Laitinen TT., Pahkala K., Venn A., Woo JG., Oikonen M., Dwyer T., Mikkilä V., Hutri-Kähönen N., Smith KJ., Gall SL., Morrison JA., Viikari JSA., Raitakari OT., Magnussen CG., Juonala M.
BACKGROUND: The American Heart Association recently defined ideal cardiovascular health by simultaneous presence of seven health behaviors and factors. The concept is associated with cardiovascular disease incidence, and cardiovascular disease and all-cause mortality. To effectively promote ideal cardiovascular health already early in life, childhood factors predicting future ideal cardiovascular health should be investigated.
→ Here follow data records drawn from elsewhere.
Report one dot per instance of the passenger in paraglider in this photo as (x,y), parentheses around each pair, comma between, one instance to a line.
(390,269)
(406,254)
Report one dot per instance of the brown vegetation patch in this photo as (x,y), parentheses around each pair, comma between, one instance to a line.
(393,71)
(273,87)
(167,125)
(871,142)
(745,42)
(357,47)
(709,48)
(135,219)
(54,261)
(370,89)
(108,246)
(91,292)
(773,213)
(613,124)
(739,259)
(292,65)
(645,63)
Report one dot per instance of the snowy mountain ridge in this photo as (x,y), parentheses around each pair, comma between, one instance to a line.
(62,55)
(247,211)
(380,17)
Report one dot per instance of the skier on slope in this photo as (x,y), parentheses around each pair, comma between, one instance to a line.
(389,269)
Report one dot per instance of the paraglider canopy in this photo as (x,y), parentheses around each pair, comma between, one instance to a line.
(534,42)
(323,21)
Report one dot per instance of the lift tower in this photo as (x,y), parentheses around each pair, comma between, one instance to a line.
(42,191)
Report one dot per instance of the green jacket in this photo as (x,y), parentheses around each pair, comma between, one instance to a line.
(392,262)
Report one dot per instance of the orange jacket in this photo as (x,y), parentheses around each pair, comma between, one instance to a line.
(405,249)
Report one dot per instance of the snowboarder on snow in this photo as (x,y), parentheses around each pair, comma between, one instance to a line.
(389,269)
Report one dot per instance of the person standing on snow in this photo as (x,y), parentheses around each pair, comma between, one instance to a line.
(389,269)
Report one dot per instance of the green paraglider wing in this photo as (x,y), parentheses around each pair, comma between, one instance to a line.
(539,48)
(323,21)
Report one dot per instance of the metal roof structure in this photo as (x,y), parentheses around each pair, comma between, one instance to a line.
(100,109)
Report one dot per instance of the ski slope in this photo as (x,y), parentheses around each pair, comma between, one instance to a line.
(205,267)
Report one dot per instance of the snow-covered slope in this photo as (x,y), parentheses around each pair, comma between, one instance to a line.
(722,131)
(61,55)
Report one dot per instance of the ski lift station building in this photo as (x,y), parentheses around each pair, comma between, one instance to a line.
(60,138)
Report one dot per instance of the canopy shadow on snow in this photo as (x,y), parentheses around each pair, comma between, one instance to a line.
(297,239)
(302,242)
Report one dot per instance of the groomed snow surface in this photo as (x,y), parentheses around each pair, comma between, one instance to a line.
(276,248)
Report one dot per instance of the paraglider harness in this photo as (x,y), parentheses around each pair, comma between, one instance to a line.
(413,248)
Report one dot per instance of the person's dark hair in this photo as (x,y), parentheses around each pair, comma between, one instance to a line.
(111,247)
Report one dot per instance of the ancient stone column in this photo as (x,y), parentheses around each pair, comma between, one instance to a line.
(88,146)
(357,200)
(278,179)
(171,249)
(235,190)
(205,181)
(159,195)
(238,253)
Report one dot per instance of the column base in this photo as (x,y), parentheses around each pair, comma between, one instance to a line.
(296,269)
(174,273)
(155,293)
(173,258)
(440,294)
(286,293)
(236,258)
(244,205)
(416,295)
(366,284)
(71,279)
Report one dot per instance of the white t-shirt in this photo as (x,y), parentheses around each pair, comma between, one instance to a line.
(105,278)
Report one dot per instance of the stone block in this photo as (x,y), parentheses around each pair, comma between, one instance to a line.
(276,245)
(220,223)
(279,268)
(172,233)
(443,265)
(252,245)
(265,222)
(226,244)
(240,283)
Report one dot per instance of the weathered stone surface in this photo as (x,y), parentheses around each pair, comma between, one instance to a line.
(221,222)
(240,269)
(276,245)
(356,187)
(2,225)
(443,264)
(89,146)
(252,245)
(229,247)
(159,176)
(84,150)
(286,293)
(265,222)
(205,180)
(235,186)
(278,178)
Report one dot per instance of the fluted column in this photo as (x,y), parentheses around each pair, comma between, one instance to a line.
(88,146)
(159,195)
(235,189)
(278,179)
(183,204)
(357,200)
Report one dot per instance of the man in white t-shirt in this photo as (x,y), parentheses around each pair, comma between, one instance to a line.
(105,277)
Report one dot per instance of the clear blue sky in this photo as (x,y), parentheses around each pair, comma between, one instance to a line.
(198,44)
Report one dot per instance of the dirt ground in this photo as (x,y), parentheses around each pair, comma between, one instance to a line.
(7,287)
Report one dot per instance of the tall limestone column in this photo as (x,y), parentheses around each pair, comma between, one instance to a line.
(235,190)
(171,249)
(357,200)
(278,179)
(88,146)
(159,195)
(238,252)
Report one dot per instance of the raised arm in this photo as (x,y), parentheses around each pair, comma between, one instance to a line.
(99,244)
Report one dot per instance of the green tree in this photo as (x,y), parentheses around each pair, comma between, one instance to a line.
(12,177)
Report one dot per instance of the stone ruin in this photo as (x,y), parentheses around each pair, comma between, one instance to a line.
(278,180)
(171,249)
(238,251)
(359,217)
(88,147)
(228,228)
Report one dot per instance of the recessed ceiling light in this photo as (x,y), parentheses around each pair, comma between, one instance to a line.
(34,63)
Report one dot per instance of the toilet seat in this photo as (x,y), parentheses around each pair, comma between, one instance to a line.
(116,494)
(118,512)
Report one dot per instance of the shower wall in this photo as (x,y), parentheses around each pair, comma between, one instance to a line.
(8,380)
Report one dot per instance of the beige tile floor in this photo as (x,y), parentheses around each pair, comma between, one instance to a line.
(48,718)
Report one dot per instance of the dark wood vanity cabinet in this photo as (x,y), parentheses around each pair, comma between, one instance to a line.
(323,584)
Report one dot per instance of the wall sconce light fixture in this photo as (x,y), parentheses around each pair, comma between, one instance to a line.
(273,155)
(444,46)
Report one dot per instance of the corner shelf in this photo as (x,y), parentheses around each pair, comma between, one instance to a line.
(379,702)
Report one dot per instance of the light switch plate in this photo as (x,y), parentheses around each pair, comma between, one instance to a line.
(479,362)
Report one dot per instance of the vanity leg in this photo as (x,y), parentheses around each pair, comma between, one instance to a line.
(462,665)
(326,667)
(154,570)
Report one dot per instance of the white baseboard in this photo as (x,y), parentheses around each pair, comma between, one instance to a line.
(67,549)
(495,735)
Our aim was thus to comprehensively explore childhood determinants of adult ideal cardiovascular health in population based cohorts from three continents. METHODS: The sample comprised a total of 4409 participants aged 3-19 years at baseline from the Cardiovascular Risk in Young Finns Study (YFS; N = 1883) from Finland, Childhood Determinants of Adult Health Study (CDAH; N = 1803) from Australia and Princeton Follow-up Study (PFS; N = 723) from the United States. Participants were re-examined 19-31 years later when aged 30-48 years. RESULTS: In multivariable analyses, independent childhood predictors of adult ideal cardiovascular health were family socioeconomic status (P < 0.01; direct association) and BMI (P < 0.001; inverse association) in all cohorts. In addition, blood pressure (P = 0.007), LDL-cholesterol (P < 0.001) and parental smoking (P = 0.006) in the YFS, and own smoking (P = 0.001) in CDAH were inversely associated with future ideal cardiovascular health. CONCLUSIONS: Among several lifestyle and clinical indicators studied, higher family socioeconomic status and non-smoking (parental/own) in childhood independently predict ideal cardiovascular health in adulthood. As atherosclerotic cardiovascular diseases are rooted in childhood, our findings suggest that special attention could be paid to children who are from low socioeconomic status families, and who smoke or whose parents smoke, to prevent cardiovascular disease morbidity and mortality.